Total cost follows the same curve. A three year rental cycle that once burned through a crate of replacement lamps and the freight, labour, and downtime that came with them, now runs on a single laser bank. Factor in Constant Light Output modes that keep brightness flat for the life of the projector and you have pixel real estate that costs less to own, less to power and far less to babysit. It’s not just a sustainability win; it’s a line item reduction that CFOs can plot in their spreadsheets.

Where projection still wins – and will keep winning
Projection’s greatest strengths emerge whenever the canvas is too big, too odd shaped or too precious for anything else.
Ask any designer to wrap a gothic cathedral, a 100 metre festival stage, or the rolling deck of a cruise ship and the answer is the same: projection.
Projection isn’t a nostalgic choice; it’s the smartest tool when you need a gigantic image that goes up fast, travels light and vanishes when the story calls for darkness. Projection isn’t surrendering to LED; it’s playing to its strengths in a mixed display ecosystem. For designers, creative technologists, and audiences, the next decade looks exciting.
Q&A with Drew Ferors (Head of Training & Innovation) and Michael Hassett (Managing Director, TDC)
CX : LED stages are exploding. Why still invest in projectors?
DF : We actually use both on the same shows. LED’s brilliant for flat hero planes, but whenever the surface curves, folds or needs to vanish between cues, light wins the physics fight.
CX : Biggest leap in the last 12 months?
DF : Form factor. Panasonic’s 25K lm units are 40% smaller; Barco’s QDX punches 40K lm from a single phase chassis. AI – transforming everything for designers and content creators.
CX : Hybrid LED and projection tips?
DF : Start in the media server. We map both display types to the same colour space, then decide scene by scene which surface earns the pixel.
CX : How are clients talking sustainability?
DF : In dollars and kilowatts. Laser draws half the power of lamps and remote dashboards have cut call outs by 30%.
CX : Crystal ball through 2030?
DF : Light field projection.

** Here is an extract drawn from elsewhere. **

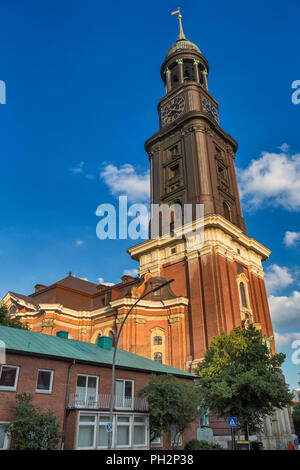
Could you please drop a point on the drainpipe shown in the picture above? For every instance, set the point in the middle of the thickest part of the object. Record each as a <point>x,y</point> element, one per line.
<point>66,403</point>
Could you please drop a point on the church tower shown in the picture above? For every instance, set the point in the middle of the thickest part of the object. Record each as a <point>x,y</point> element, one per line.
<point>192,161</point>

Couple that with AI auto calibration and you’re talking ‘holographic’ installs a two person crew can maintain.
CX : From a business standpoint, how is TDC balancing investment between projection and LED?

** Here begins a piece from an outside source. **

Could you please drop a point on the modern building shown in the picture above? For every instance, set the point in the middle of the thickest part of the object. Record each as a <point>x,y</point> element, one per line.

MH : We buy where the creative brief demands. Its constantly more of everything! We have a long shopping list.
CX : What skills are you prioritising for the next decade?
MH : Media server fluency and systems thinking. Whether you’re driving pixels to an LED tile or a laser projector, the magic sits in the server and the network. We’re cross training every tech to speak both worlds.